An Annual Music Hajj in New York

The WFMU record festival is an annual three-day hajj for the music obsessed, hosted by the popular independent New Jersey radio station of the same name.
This post was published on the now-closed HuffPost Contributor platform. Contributors control their own work and posted freely to our site. If you need to flag this entry as abusive, send us an email.

2010-11-02-wfmushot.png

Photo: Jason Lee Oakes

The bespectacled man walked through the crowd holding a silver record player to his chest. He passed rows of fanatic buyers as they flipped through boxes of vinyl records, searching for that rare Beatles or that last Rolling Stones needed to complete their collection. He stopped at a lonesome table specializing in dusty Afro Beat records and placed the rare one he sought under the needle of his machine. He listened to a full song, nodded his head, and then paid the record dealer waiting patiently beside him.

Had the collector not found this record at the WFMU record festival last Sunday, he probably would have had to fly to Africa to get it. The WFMU record festival is an annual three-day hajj for the music obsessed, hosted by the popular independent New Jersey radio station of the same name. When it first started in 1992, it was a humble affair held in New Jersey basements and churches. Today, it is a 10,000 square foot event held at the Metropolitan Pavilion that attracts buyers and sellers from around the world. Last weekend's festival featured live performances, an abundance of vinyl, and the promise that the practice of buying physical music is not dead after all.
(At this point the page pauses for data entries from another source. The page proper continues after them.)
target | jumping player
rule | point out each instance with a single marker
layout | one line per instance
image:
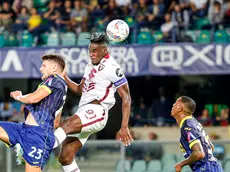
(102, 77)
(36, 135)
(194, 142)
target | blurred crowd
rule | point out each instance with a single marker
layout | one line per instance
(168, 16)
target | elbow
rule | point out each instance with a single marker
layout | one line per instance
(32, 100)
(200, 155)
(56, 124)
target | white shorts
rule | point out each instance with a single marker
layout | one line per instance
(93, 118)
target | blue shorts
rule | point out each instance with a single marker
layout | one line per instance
(213, 166)
(37, 143)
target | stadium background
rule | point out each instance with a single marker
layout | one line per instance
(175, 47)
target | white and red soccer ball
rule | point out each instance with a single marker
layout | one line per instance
(117, 30)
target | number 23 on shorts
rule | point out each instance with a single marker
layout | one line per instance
(35, 153)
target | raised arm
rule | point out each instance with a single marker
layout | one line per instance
(73, 86)
(31, 98)
(124, 132)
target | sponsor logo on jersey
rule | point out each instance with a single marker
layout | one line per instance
(119, 72)
(101, 67)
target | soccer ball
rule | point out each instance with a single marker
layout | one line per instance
(117, 30)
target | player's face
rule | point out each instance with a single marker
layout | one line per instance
(176, 107)
(96, 52)
(46, 69)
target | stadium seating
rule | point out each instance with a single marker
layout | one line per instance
(68, 39)
(144, 38)
(27, 39)
(83, 38)
(139, 166)
(11, 40)
(154, 165)
(204, 37)
(2, 40)
(227, 165)
(53, 39)
(127, 165)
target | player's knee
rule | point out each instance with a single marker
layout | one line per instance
(72, 125)
(65, 160)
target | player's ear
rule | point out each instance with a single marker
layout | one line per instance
(55, 67)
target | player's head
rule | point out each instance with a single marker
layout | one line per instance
(52, 64)
(183, 105)
(98, 47)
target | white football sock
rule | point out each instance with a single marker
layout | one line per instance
(60, 136)
(73, 167)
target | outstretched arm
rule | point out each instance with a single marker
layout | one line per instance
(124, 132)
(73, 86)
(197, 154)
(31, 98)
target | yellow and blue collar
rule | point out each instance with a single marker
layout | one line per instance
(183, 120)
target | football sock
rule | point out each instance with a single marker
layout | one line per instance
(60, 136)
(73, 167)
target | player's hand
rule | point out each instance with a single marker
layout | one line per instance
(63, 74)
(178, 167)
(125, 136)
(16, 95)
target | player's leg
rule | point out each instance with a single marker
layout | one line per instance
(89, 118)
(70, 147)
(71, 125)
(9, 132)
(29, 168)
(4, 136)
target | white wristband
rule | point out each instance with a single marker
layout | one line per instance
(18, 98)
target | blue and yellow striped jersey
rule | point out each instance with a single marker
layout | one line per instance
(191, 133)
(47, 109)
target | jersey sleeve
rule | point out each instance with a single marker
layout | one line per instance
(116, 75)
(191, 134)
(85, 73)
(51, 83)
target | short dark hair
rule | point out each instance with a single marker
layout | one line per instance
(56, 58)
(189, 103)
(99, 38)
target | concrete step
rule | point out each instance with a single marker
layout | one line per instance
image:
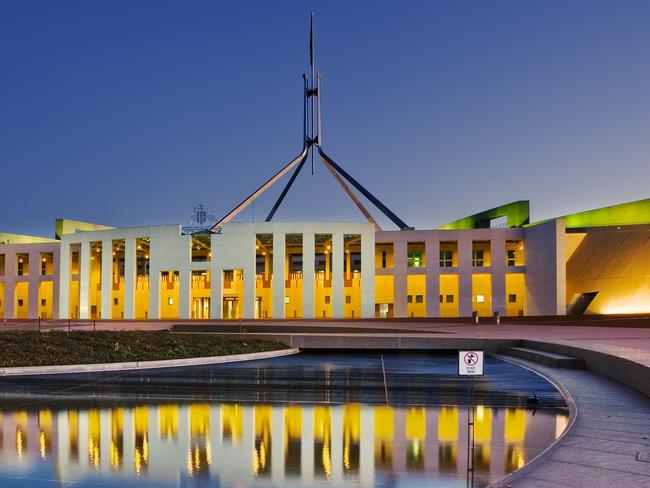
(546, 358)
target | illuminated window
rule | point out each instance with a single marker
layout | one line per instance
(415, 260)
(446, 259)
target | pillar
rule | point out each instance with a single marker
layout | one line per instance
(279, 255)
(107, 279)
(64, 281)
(498, 272)
(308, 271)
(84, 280)
(337, 276)
(367, 276)
(184, 293)
(129, 278)
(432, 272)
(465, 307)
(400, 270)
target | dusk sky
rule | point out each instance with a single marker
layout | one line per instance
(130, 113)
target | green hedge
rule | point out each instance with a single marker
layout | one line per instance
(52, 348)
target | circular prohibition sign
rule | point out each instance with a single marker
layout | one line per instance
(470, 358)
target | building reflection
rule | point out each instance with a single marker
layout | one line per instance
(350, 444)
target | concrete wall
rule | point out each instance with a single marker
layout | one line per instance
(545, 269)
(10, 278)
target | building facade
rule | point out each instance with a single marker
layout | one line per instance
(322, 270)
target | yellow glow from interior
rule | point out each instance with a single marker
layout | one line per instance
(515, 425)
(168, 421)
(448, 424)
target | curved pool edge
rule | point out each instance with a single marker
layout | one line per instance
(542, 456)
(139, 365)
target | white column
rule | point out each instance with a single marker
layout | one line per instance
(84, 280)
(129, 278)
(107, 278)
(64, 281)
(465, 292)
(498, 272)
(279, 255)
(337, 276)
(367, 275)
(184, 293)
(308, 271)
(432, 257)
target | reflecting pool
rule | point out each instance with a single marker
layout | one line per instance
(60, 429)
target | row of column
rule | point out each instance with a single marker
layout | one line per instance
(497, 270)
(279, 277)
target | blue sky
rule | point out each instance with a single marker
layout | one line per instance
(130, 113)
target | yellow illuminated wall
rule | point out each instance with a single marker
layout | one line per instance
(200, 295)
(168, 421)
(449, 293)
(169, 291)
(21, 300)
(384, 296)
(233, 294)
(482, 294)
(416, 289)
(515, 294)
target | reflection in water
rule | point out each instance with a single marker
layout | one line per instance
(353, 444)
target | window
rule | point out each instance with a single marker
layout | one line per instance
(260, 262)
(414, 259)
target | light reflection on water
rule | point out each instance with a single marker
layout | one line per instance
(229, 444)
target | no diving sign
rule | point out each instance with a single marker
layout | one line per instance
(470, 363)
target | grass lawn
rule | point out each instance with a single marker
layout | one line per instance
(53, 348)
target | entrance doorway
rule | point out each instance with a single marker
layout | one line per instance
(201, 308)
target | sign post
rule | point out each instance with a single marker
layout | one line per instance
(470, 364)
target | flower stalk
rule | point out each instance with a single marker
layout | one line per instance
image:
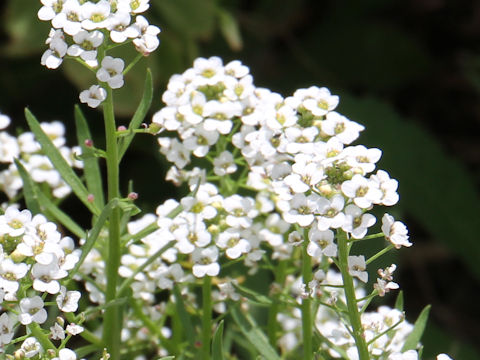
(113, 317)
(352, 306)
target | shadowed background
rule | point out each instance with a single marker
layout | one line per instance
(407, 70)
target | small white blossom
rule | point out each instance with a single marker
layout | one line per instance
(32, 311)
(74, 329)
(111, 72)
(67, 301)
(395, 231)
(357, 267)
(94, 96)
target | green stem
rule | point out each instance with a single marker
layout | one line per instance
(380, 253)
(353, 313)
(207, 317)
(307, 323)
(273, 310)
(112, 325)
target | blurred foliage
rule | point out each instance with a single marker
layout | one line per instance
(408, 70)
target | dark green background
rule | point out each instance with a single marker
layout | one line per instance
(408, 70)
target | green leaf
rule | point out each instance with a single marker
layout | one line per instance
(254, 296)
(434, 188)
(59, 162)
(38, 202)
(93, 235)
(414, 337)
(230, 30)
(31, 199)
(139, 115)
(253, 333)
(183, 315)
(217, 343)
(91, 168)
(399, 301)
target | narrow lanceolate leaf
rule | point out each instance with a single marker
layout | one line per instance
(217, 343)
(38, 202)
(414, 338)
(59, 162)
(31, 199)
(399, 301)
(91, 168)
(93, 235)
(184, 316)
(254, 335)
(139, 115)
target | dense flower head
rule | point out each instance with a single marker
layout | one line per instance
(34, 258)
(78, 29)
(29, 152)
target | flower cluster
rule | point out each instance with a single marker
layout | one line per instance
(29, 152)
(86, 29)
(34, 258)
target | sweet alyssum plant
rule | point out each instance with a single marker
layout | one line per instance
(262, 257)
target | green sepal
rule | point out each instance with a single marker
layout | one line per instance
(399, 301)
(91, 168)
(413, 339)
(138, 117)
(59, 162)
(217, 343)
(31, 200)
(93, 235)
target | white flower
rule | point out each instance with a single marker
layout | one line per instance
(57, 332)
(96, 15)
(357, 267)
(234, 243)
(357, 222)
(148, 40)
(50, 9)
(443, 357)
(69, 19)
(395, 231)
(321, 242)
(341, 128)
(10, 273)
(120, 29)
(224, 164)
(205, 262)
(67, 301)
(361, 157)
(301, 209)
(66, 354)
(30, 347)
(14, 222)
(6, 329)
(318, 100)
(330, 212)
(93, 96)
(408, 355)
(388, 187)
(53, 57)
(364, 192)
(86, 44)
(74, 329)
(32, 311)
(4, 121)
(111, 72)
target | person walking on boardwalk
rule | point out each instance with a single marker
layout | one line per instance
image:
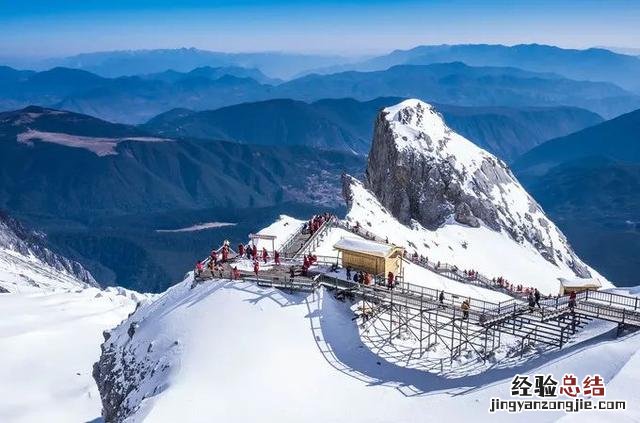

At first glance the festival may seem to be an endless swarm of vinyl. But most tables specialize in a genre of music, and their dealers have often been in the business for years. Steve Gritzan of Iris Records in New Jersey has worked a table at the fair with his brother for ten years. Their table, in addition to an impressive rock collection, possessed a particular oddity: the very first packaged CDs - long boxes containing a CD in their bottom half and nothing in their upper half. "When CDs first came out they were like gold," he explained, "so they were harder to steal in this big format. Album art was also displayed nicely this way, which people were still used to from records. They soon stopped making them this way though."

Gary Johnson of Rockaway Records in Los Angeles manned a table that was quiet -- not because it was unpopular, but because it specialized in rare records. Across his table, under a blanket of protective plastic, lay prized records from his collection. A hulking dark black box cost $800: Metallica's highly limited 45 RPM 4 white LP set of the black album reissue. "They only sold them for one day on their website," he explained. The rarest album he ever sold: "a sealed first state stereo copy of the infamous Beatles "Butcher" album from Alan Livingston's (former president of Capitol records) personal collection." He sold it for $80,000.

One of the pavilion's walls was a testament to the former ubiquity of vinyl. It was covered in unconventional records of various shapes and sizes: A small brown square record was once a promotion from inside an old cigarette pack. An old Wheaties cereal box had a pull-off record attached to its front. One silver record carried President Nixon's face. "Some say this helped him win the election," said WFMU DJ Michael Cumella (DJ MAC), the proprietor of the collection. "He sent them out by the millions."

After the musician Ted Leo finished his short solo set, he began to observe the festival over a beer. "Vinyl is one of the last mediums that requires time and effort on the consumer's part," he said. "It is not portable. It is not easy. It demands a stationary period of time. It won't play in your car. But I think all the people here still respect that."